Un moteur flat‑8 Hetzer que Porsche n’a jamais construit
L’obsession de Christopher Rünge pour le flat‑8 remonte aux prototypes de course Porsche des années 1960, jamais déclinés en série. En 2017, un client lui demande un huit cylindres basé sur deux moteurs de 356, projet finalement abandonné mais qui plante la graine. La collaboration avec le motoriste britannique Swindon Powertrain sur un 4 cylindres de 911 très poussé relance l’idée et sert de banc d’essai pour Hetzer, développé sur près de sept ans.
Hetzer reste fidèle à l’esprit des moteurs refroidis par air, mais avec des chiffres de supercar moderne : 5 328 cm³, rapport volumétrique de 12:1, quatre arbres à cames, 32 soupapes, environ 600 ch à très haut régime. Le premier écrin sera la Runge R3, une berlinette à moteur central d’environ 780 kg, boîte manuelle 6 rapports et ligne inspirée des Porsche 908. Rünge réserve les premiers exemplaires du moteur à ses propres projets, dans un volume ultra limité, comparable à son flat‑4 2,4 litres déjà vendu plus de 250 000 dollars (soit environ 218 000 €).
Un flat‑8 pensé pour plusieurs générations de Porsche 911
Pour que Hetzer n’intéresse pas seulement quelques collectionneurs de R3, il doit surtout s’intégrer dans les compartiments moteur des 911 classiques sans chirurgie lourde. Rünge et ses partenaires ont donc calé l’encombrement du flat‑8 sur celui du moteur M64 3,6 litres de la 964, à 2 mm près. Ce bloc est aujourd’hui un swap courant dans les 911 refroidies par air, ce qui ouvre à Hetzer la porte de plusieurs générations de 911 sans découper tablier ni éléments structurels.
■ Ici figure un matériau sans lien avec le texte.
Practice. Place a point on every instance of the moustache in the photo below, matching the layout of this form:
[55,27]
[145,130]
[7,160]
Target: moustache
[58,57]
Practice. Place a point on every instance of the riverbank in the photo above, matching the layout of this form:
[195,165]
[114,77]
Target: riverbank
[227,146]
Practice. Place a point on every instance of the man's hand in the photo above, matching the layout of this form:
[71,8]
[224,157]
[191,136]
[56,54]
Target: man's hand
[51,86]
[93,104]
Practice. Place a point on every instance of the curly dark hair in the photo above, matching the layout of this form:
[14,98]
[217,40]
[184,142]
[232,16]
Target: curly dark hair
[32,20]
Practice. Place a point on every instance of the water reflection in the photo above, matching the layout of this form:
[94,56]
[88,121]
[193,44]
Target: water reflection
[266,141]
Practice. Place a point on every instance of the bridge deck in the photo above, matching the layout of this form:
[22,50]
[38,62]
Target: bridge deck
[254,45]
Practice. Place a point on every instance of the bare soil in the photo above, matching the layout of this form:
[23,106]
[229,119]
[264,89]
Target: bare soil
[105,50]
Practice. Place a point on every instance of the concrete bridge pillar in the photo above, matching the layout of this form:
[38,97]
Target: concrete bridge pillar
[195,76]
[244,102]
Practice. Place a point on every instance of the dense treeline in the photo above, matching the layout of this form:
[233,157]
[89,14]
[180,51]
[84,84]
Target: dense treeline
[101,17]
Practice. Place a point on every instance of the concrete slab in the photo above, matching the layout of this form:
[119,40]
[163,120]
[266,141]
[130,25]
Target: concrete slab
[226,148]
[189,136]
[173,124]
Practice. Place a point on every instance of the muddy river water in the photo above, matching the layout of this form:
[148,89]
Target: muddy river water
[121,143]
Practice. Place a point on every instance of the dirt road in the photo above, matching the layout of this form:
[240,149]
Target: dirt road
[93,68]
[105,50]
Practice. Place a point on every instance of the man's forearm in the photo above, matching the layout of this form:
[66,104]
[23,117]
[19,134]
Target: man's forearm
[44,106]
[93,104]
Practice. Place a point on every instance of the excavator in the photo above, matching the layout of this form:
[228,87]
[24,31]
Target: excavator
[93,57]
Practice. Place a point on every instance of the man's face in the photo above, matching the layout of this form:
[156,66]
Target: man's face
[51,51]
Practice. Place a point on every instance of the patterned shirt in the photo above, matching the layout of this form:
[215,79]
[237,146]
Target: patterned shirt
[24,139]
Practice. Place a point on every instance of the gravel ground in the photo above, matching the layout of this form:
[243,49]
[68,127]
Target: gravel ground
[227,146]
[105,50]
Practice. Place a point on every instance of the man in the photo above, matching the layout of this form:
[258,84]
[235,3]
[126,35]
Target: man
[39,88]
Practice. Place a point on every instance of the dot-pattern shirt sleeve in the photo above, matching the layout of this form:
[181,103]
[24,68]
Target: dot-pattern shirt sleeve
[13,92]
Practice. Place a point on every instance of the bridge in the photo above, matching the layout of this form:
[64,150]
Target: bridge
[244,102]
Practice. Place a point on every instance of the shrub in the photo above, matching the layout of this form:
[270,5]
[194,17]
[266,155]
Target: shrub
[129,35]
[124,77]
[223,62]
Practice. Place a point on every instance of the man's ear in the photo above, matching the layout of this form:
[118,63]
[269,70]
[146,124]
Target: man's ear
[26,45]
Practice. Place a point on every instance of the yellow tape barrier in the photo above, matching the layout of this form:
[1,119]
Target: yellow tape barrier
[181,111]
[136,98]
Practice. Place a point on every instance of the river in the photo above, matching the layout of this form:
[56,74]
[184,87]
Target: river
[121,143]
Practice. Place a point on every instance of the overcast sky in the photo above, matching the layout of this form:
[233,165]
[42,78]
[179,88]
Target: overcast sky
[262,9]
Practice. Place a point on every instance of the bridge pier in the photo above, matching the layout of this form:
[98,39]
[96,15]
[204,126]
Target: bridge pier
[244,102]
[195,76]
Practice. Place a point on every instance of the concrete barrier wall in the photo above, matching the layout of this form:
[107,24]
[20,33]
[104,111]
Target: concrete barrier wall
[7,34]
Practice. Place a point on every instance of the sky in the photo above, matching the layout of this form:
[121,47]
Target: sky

Fin Rünge et un collaborateur, Jeff Langendoerfer, ont scanné en 3D des baies moteur de Porsche et le prototype du flat‑8 pour modéliser chaque contrainte. Ils ont même imprimé en 3D un compartiment de 911 à l’échelle 1 pendant plus de 90 jours, soit environ 20 kg de plastique, pour valider physiquement l’implantation. Résultat : Hetzer peut être proposé comme "moteur prêt à installer" pour projets de restomod, pensé pour être réutilisé sur plusieurs châssis au fil des décennies, de la 964 aux anciennes 911 à air.
Chez Rünge Cars, un projet père‑fils qui se joue sur le long terme
Dans l’atelier, entre cuir, machines à coudre et roue anglaise, Christopher Rünge s’est longtemps méfié des écrans. "Je me suis retenu pendant longtemps", confie-t-il. "Je suis de la vieille école pour tout ce qui est mains sales, muscles fatigués, et dans mon esprit, être assis devant un ordinateur, ce n'est pas du vrai travail." L’arrivée de Jeff Langendoerfer, qui apprend la CAO et imprime des petites pièces, change la donne et ouvre la porte à Fin.
Le fils maîtrise désormais la modélisation 3D et allège le quotidien de son père. "Plus il s'implique, plus le fardeau s'allège", dit Christopher Rünge. Des optiques demandaient notamment trois jours de mise au point. Elles sont désormais finalisées en une après‑midi, une bibliothèque de scans garantit la répétabilité. Christopher insiste sur le fait qu’il ne force pas Fin à reprendre l’entreprise, tout en glissant : "Je pense qu'il va rester pour longtemps." Hetzer devient alors plus qu’un moteur extrême : un outil de transmission d’un savoir-faire qui se projette, lui aussi, sur plusieurs générations.